Almost a quarter (23%) of respondents to the survey selected late payment and, subsequently, poor cash flow as their key issue more than those who voted for a lack of sales (20%), and complying with health and safety regulations (11%).
Even declining bank lending was deemed to be less of a concern than poor payments. Banks tardy decision making was chosen as the major issue by 6% of respondents, and the steep cost of bank lending by 4%.
In all, 42% of FPB members who took part in the survey reported a deterioration in prompt payments from customers typically bigger businesses compared to just 3% who said there had been an improvement. A total of 56% said there has been no change from previous months.
The FPB, which names and shames poor payers in its Late Payment Hall of Shame, is working with the Government to find solutions to payment problems, including encouraging companies to sign up to the new prompt payment code.
Small firms cash flow is being decimated by credit restrictions and declining trade. Our research suggests that poor payment, which has always been a problem, is now threatening the very survival of many businesses, said Phil Orford, the FPBs Chief Executive.
We want the UKs biggest companies to take the lead and pledge to pay their suppliers on time by signing up to the Code in order to set in motion a consensus of prompt payment through the supply chain.

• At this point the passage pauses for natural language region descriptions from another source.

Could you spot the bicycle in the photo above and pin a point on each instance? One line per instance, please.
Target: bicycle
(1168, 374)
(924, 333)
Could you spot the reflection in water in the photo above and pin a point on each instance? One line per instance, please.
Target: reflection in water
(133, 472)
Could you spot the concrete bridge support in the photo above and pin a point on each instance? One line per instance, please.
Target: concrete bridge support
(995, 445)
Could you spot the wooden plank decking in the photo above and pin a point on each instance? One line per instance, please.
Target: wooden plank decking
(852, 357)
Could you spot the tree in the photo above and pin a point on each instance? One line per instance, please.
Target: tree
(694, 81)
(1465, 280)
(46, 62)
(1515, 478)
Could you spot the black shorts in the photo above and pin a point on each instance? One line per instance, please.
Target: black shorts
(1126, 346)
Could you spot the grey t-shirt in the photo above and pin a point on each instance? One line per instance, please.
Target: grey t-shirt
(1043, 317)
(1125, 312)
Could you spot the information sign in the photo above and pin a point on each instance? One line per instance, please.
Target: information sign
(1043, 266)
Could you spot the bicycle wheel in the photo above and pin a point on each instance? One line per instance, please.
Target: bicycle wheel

Already, under the Late Payment of Commercial Debts (Interest) Act 1998, small businesses have a Statutory Right to Interest (SRI), meaning they can in theory charge for late payments. However, few take advantage of this or are prepared to speak out publicly out of fears that large companies will simply take their business elsewhere.
In addition, many larger companies impose unilateral changes on their smaller suppliers' terms and conditions, often mid-contract and with little warning, effectively sidestepping the redress provided by the late payment legislation.

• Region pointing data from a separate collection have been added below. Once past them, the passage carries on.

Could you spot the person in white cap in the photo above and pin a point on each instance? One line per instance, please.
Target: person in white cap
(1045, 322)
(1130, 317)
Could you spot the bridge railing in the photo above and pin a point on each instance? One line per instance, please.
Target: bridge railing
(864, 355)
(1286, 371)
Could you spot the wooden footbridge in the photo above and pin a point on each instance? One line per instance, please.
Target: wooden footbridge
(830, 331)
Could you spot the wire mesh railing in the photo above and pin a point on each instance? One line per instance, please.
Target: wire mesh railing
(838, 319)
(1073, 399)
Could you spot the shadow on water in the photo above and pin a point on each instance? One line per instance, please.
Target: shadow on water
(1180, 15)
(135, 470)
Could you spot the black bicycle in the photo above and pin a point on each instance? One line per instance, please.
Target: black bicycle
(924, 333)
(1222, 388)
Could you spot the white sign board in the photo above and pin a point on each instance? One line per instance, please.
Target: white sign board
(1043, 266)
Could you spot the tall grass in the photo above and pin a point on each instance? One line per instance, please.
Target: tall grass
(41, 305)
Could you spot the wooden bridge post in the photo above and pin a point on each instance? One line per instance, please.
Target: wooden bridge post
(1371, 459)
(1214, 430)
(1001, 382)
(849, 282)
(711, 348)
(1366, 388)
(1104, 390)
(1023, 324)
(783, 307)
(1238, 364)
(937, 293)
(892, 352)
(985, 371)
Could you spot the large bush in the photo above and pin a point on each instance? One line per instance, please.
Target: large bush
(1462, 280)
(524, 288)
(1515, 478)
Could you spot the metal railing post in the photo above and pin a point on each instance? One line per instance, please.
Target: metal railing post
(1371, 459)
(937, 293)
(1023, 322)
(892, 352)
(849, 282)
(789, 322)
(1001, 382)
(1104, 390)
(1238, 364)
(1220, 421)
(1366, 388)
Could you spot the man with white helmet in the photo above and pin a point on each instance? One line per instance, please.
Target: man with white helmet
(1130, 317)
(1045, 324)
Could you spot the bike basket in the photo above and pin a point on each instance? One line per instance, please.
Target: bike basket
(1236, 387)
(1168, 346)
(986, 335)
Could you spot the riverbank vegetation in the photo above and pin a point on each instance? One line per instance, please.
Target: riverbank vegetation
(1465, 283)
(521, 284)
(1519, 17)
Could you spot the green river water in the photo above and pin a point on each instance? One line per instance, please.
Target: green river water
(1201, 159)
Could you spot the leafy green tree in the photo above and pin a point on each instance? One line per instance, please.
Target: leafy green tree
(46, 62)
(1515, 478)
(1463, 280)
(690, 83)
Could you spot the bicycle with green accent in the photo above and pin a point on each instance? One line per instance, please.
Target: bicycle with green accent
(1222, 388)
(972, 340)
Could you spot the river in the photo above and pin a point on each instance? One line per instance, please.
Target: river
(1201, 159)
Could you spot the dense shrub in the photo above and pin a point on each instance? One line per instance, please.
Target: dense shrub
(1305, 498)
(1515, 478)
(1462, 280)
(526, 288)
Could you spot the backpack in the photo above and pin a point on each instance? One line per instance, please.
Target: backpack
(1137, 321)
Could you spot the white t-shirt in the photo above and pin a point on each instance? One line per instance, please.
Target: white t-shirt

Suppliers receiving underpayment on deliveries made under contracts agreed before the date of any letter notifying them of a change in terms and conditions should know they are automatically be entitled to interest under the terms of their original contracts or under the LPCD(I) Act, said Stuart Blake, the FPBs Adviser on Late Payment.
What is more, if their entitlement stems from the LPCD(I) Act, they will be entitled to a late payment penalty charge as well, assuming their contract postdates August 2002."
"Suppliers should be careful about fulfilling orders received after this letter was sent, since to do so may indicate acquiescence, and therefore acceptance', of the new terms the letter seeks to impose."
He added: "The current process for recovering such debts is both expensive and cumbersome, being based on systems designed for the resolution of disputes and legal complexities rather than the simple administrative task of recovering uncontested debts.
We need a change to the culture of poor payment so that there is mutual agreement that paying promptly should be best practice, which is what the Government and the FPB are trying to achieve.
Other findings of the Economic Downturn Panel survey are as follows:
Access to finance
Just 5% of business owners surveyed in September said access to finance has Improved, while more than four times as many (22%) said it has deteriorated. The remainder reported no change.
The terms and conditions of loans improved for just 2% of respondents and declined for five times as many (10%). The average interest rate for lending is 6.5%, considerably above the Bank of Englands base rate of 0.5%.
No one saw an improvement in the terms and conditions of loans, while 17% said they have declined and 83% that there has been no change. The average interest rate for overdrafts is 6.8%, again considerably above base. Further, 5% reported demands for additional security.
Market health and competition
Competition within markets declined according to 31% of respondents, stayed the same for 61% and improved for just 8%. However, the markets themselves improved for 39%, stayed the same for 36% and deteriorated for 25% of businesses surveyed.
Business viability
While 28% of respondents said the viability of their business has improved, 22% said it has declined and 50% reported no change.
Government support
No one said that support from the Government has become better, while 22% reported a decline and 78% no change from previous months.
Bank support
Just 12% of respondents said support from banks has improved, while 29% reported a decline and 59% no change.
Risk management by lenders
In all, 7% of respondents reported an improvement in risk management undertaken by financial services organisations, while 23% said it has become worse and 70% that there has been no change.
Cost of complying with regulations
No business owners surveyed said the cost of complying with regulations has improved, a quarter (25%) said it has deteriorated and the remainder that there has been no change.
Media coverage of the economic situation
While 9% of respondents said the accuracy of media coverage has improved, almost double (17%) believe it has become more inaccurate. The remainder reported no change.